If you define complex the way Rich does, then I guess it does, but more generally, complect means intertwine and decomplect therefore means something like tease apart (ie tease different concerns apart), which is how the word is used in the Clojure community.
> The latter point is why we don’t like frameworks.
That... is not why I don't like frameworks. Libraries also don't handle all use cases and, in fact, I would say that libraries (just because they are smaller) are even less likely to handle all frameworks, which is why I think the former (that frameworks tend to be "don't call me, I'll call you") is actually the important point, not that they don't handle all use cases.
The reason I think this is because if you are calling a library, its just a bunch of functions that do stuff for you: if it doesn't cover that one edge case, you can write a new function that does or call a different library. Its just functions. With a framework, there's typically more structure to how things interact and are connected, because if the framework calls you instead of you calling it, then you need to play by its rules so that your code fits the connectors provided to you by the framework. For this reason, when a framework doesn't cover your edge case, it can be much harder to implement said edge case while still making it fit the frameworks expected shape.
Its not that the framework is missing something you want -- nothing ever has everything you might need, not even libraries. Its that a framework expects a rigid structure so that it can call your code generically that makes it harder to implement the missing pieces yourself or use a third party bit of code that does.
> What’s really going on here is that frameworks are more likely to be complected.
Yes, different aspects of the frameworks concerns are intertwined. This makes it harder to insert your edge case logic. Libraries tend to be independent and you can add your logic without worrying too much about unrelated concerns.
> that feels like a framework
I've heard people say this exact same thing and I feel like it misses the point (its cargo culting). Its the same as how some people say not to do a thing because its OO and Clojure doesn't like OO: that's not true, Clojure fully supports the different bits of OO and encourages you to use them when it makes sense, it just discourages you use them just because OO. Framework-like things are fine for many things, what the Clojure community doesn't like is complecting things unnecessarily which frameworks often do. If something feels like a framework but isn't really complecting different concerns, then there's no issue in my opinion.
> Frameworks can be good if they’re both simple and easy.
> So how do you make big building blocks that stay simple?
I've been wanting to make a "framework" that's basically a collection of libraries with some adapter libraries and patterns to make them work together, but with nothing stopping you from swapping them out with others (assuming you write some thin adapter).

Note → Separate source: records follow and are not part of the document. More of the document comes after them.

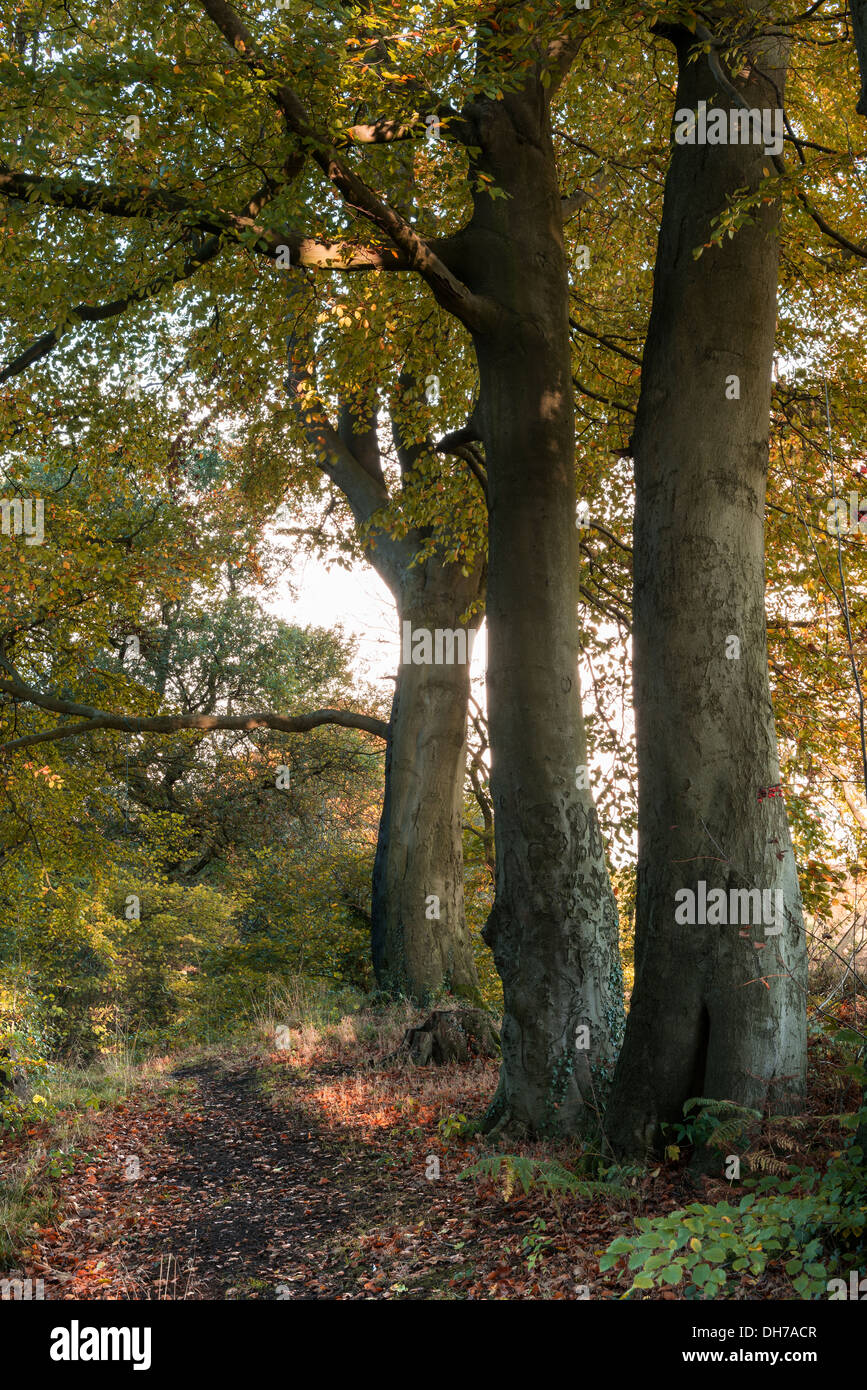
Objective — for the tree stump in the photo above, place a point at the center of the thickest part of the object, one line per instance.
(452, 1036)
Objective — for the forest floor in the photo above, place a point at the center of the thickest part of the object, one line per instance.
(313, 1175)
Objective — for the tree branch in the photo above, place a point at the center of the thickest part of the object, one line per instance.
(473, 310)
(174, 723)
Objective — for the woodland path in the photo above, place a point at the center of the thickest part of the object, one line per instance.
(260, 1179)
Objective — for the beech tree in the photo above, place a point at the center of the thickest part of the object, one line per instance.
(502, 275)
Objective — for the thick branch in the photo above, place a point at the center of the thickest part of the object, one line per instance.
(174, 723)
(473, 310)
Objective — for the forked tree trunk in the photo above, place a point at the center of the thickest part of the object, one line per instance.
(553, 927)
(420, 938)
(717, 1009)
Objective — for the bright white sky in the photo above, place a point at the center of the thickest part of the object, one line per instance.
(359, 601)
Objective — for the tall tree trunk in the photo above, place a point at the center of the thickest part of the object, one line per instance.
(553, 926)
(719, 1009)
(418, 930)
(420, 938)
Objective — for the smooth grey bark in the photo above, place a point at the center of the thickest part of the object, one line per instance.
(553, 926)
(423, 947)
(717, 1011)
(420, 840)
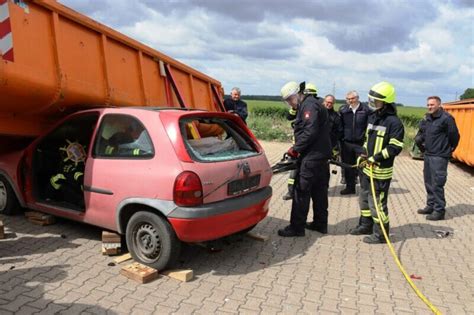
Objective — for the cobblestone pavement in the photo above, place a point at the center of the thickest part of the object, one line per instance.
(59, 268)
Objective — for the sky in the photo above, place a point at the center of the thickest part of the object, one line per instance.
(422, 47)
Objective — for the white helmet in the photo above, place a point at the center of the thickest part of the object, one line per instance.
(289, 89)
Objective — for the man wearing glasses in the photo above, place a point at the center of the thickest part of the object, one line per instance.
(354, 117)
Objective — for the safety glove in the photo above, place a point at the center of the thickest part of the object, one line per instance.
(292, 153)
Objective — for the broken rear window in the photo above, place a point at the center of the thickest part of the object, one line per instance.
(216, 139)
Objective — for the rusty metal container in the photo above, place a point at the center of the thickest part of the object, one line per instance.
(54, 61)
(463, 113)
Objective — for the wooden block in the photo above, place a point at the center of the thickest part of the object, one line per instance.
(122, 258)
(139, 272)
(110, 237)
(111, 248)
(181, 275)
(258, 237)
(40, 218)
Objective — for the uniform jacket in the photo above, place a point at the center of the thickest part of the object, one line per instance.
(354, 126)
(335, 127)
(312, 130)
(239, 107)
(438, 134)
(384, 141)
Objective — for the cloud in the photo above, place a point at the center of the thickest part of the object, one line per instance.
(422, 47)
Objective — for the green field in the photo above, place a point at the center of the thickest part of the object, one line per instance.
(402, 110)
(267, 121)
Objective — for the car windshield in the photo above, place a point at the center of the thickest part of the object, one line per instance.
(216, 139)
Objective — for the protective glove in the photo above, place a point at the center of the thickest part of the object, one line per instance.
(292, 153)
(363, 161)
(335, 154)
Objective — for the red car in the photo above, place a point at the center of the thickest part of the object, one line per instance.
(159, 176)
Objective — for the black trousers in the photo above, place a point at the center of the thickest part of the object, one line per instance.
(311, 184)
(367, 203)
(349, 156)
(435, 173)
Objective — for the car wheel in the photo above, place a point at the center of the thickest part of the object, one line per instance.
(8, 201)
(152, 241)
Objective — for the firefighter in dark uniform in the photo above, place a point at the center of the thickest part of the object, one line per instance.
(437, 138)
(291, 116)
(354, 117)
(67, 183)
(312, 148)
(384, 141)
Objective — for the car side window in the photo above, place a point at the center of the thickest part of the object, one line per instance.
(122, 136)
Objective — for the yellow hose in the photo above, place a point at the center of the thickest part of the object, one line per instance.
(392, 250)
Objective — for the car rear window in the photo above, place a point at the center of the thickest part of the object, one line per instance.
(216, 139)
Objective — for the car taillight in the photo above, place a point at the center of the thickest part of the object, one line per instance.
(187, 190)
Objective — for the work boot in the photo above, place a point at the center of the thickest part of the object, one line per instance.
(287, 196)
(365, 226)
(289, 231)
(348, 190)
(435, 216)
(314, 226)
(425, 210)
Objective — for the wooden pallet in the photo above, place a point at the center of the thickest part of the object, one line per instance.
(40, 218)
(139, 273)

Anything similar I've seen in the past always relied on code generation to tie libraries together, which I never liked. I'd rather have more small libraries that provide adapters and tie stuff together. Its still a somewhat unformed idea though, so maybe in reality it doesn't work.
> it makes my applications much more layered
While I do like the top-level logic to be small and easy to understand, I don't actually like too many layers. That is, the flatter the hierarchy is, the easier it is to replace things. If things are nested, its often hard to replace layers in the middle (because they need to "fit" on both the caller and callee side) but if they are flat (communicating through, for example, core.async channels) then there's a limited surface area where components touch each other, and, other components can often keep running. There used to be a great article on flat vs stacked hierarchies on my.opera.com but sadly there doesn't seem to be any wayback machine entries for it :(
Or worded another way, "Frameworks are more likely to not handle all use cases [that are within their scope]." Certainly a single library is not going to handle all the needs of your app, but it will hopefully handle the things it's intended to handle without too much need for modifying its behavior. e.g. if I need to use websockets, I can just use Sente without bending over backwards to make Sente work for my particular use case.
That's not very clear from what I've written though, so I'll update the article.